2. No confirmations of a trend change
Another sign you’ve exited a trade too early is related to the previous one. Even if the price turned around, but there is no confirmation it will continue moving in that direction, you shouldn’t exit the market. To be sure the market is going against you, use trend indicators, including moving averages, Bollinger Bands, and ADX. Another sign is the formation of chart or candlestick patterns. However, the best trade exit strategy is to set support and resistance levels and exit the market only if the price fails to rebound from them.
Remember: there should be at least two candlesticks to doubt a price direction.
3. No reason for a trend change
It’s also vital to understand why the market moves against you. If you trade on short-term timeframes, finding triggers for a particular price movement may be challenging. However, if you consider high timeframes, you can recheck the news to find out whether there are reasons to close a trade or if it’s a short-term price reversal.
The majority of the news is usually predictable. For instance, you always know when economic data will be out, when the presidential election results will be published, etc.

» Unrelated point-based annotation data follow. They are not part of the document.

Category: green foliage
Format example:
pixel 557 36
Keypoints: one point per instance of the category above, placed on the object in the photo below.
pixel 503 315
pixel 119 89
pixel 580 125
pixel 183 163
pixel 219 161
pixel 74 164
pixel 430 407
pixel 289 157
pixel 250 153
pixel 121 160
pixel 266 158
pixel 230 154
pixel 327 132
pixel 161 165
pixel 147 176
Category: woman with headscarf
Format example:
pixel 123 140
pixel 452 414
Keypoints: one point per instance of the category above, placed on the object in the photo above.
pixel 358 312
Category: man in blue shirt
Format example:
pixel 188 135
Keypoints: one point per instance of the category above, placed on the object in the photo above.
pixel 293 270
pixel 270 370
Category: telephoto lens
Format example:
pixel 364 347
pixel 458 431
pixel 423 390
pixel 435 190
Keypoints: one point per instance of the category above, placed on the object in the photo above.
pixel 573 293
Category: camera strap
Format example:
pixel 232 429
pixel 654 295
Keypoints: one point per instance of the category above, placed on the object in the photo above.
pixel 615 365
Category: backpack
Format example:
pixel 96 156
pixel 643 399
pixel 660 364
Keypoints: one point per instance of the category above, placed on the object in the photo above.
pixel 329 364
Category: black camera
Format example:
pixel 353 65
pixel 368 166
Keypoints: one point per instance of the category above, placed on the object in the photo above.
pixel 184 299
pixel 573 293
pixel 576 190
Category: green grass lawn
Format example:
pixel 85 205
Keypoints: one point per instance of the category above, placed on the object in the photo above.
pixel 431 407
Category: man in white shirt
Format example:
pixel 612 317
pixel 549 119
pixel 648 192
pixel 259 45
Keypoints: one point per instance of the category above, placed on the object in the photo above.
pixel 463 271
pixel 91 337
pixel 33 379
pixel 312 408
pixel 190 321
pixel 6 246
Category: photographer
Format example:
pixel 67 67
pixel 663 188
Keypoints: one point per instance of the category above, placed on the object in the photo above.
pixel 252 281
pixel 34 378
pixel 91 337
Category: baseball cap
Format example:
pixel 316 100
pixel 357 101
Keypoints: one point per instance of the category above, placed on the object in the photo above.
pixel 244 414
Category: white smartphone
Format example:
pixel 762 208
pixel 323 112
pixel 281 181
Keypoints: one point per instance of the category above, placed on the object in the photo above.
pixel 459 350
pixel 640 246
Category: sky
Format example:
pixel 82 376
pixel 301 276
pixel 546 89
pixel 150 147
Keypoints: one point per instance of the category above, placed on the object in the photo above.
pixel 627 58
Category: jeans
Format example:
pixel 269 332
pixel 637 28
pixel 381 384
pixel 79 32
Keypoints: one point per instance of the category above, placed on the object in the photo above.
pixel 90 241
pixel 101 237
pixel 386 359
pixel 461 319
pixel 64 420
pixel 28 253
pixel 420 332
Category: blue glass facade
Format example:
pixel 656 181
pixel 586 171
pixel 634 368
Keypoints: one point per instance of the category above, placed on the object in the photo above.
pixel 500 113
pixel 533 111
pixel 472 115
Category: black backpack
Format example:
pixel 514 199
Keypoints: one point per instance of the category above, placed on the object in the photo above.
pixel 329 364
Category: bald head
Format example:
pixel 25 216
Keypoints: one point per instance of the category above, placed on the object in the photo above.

If you are a beginner trader, you should avoid trading on the news and events.
4. Haven’t reached a take-profit order
The best way to exit a trade is to set a take-profit level in advance. You should evaluate market conditions and set a take-profit order according to the risk/reward ratio and your strategy. After you set a take-profit order, you shouldn’t change it. Most conclusions made when a trade is open are wrong because a trader makes decisions based on emotions, not accurate calculations.
5. Haven’t reached a stop-loss order
Some traders place a stop-loss order to limit potential losses but close a trade before a price reaches it. It happens because they believe they can minimize losses even more. However, a price may turn back before reaching a stop-loss level. Therefore, you should set the stop-loss level in advance, calculating the potential loss so that it doesn’t negatively affect your balance and won’t trigger an early exit.
There are several indicators that reflect price volumes — how strong buyers and sellers are. For example, if a price turned up after you opened a sell trade, but a volume indicator reflects the weakness of buyers, you shouldn’t panic. The indicator says buyers won’t have enough strength to push the price further.
To know how to enter and exit trades, you should have a well-developed strategy. Test strategies on a demo account or historical data and stick to your first decision. Only by following particular rules will you avoid mistakes in trading.